The van Amstels, who identify as spiritual, told the Washington Post that they have always felt welcome in their predominantly Mormon community. “Not once have I been treated like how this woman treated us,” van Amstel said of the substitute teacher.

Meanwhile, the state of Utah has also moved to get rid of anti-LGBTQ policies in recent years. In 2017, the state repealed a law prohibiting the “advocacy of homosexuality” in schools, which, according to LGBTQ rights advocates, prevented many teachers from even mentioning LGBTQ people.

But while Utah and the Mormon church have been loosening anti-LGBTQ stances, the Trump administration has been moving in the opposite direction. Since the president took office, his administration has banned trans people from serving in the military, and rescinded an Obama-era guidance telling schools to let students use the bathroom consistent with their gender identity. In a brief filed in the landmark LGBTQ rights case R.G. & G.R. Harris Funeral Homes Inc. v. EEOC — one of three cases being considered together by the Supreme Court — the administration is asking the Court to find that employers can discriminate based on sex stereotypes as long as they do so for both men and women, which would open the door to anti-LGBTQ discrimination in the workplace and elsewhere.

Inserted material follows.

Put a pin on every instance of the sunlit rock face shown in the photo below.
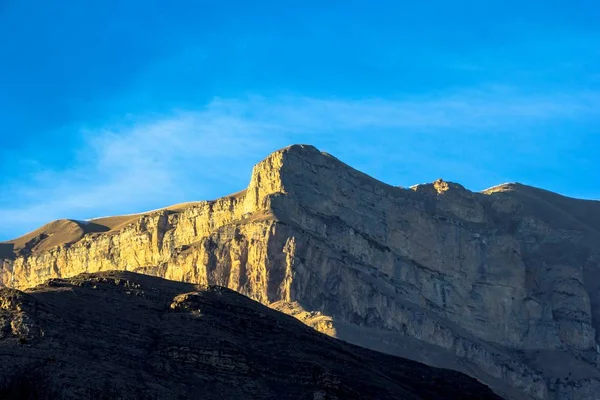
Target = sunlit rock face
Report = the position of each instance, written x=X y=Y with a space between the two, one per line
x=503 y=285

And in November, Trump’s Department of Health and Human Services proposed a rule that would allow foster care or adoption agencies to turn away prospective parents if they are gay or trans. The rule would affect LGBTQ prospective parents, who are disproportionately likely to form families through adoption. It could also make it harder for the 400,000 children in the US foster care system to find homes.

Proposals like these can also embolden people to express anti-LGBTQ views, Brogan-Kator, the Family Equality policy officer, told Vox: “The president is doing it. The government is doing it. It gives permission to bring your bigotry out and make it visible for all to see.”

For the van Amstels, the incident with the teacher has led to an outpouring of support both on social media and in their community, according to the Tribune. Neighbors even decorated their home with paper hearts that say “We love you” and “We support you.”

But with changes at the federal level, LGBTQ Americans could become more vulnerable to the kind of treatment that their son experienced, and could have less legal recourse if they try to challenge it.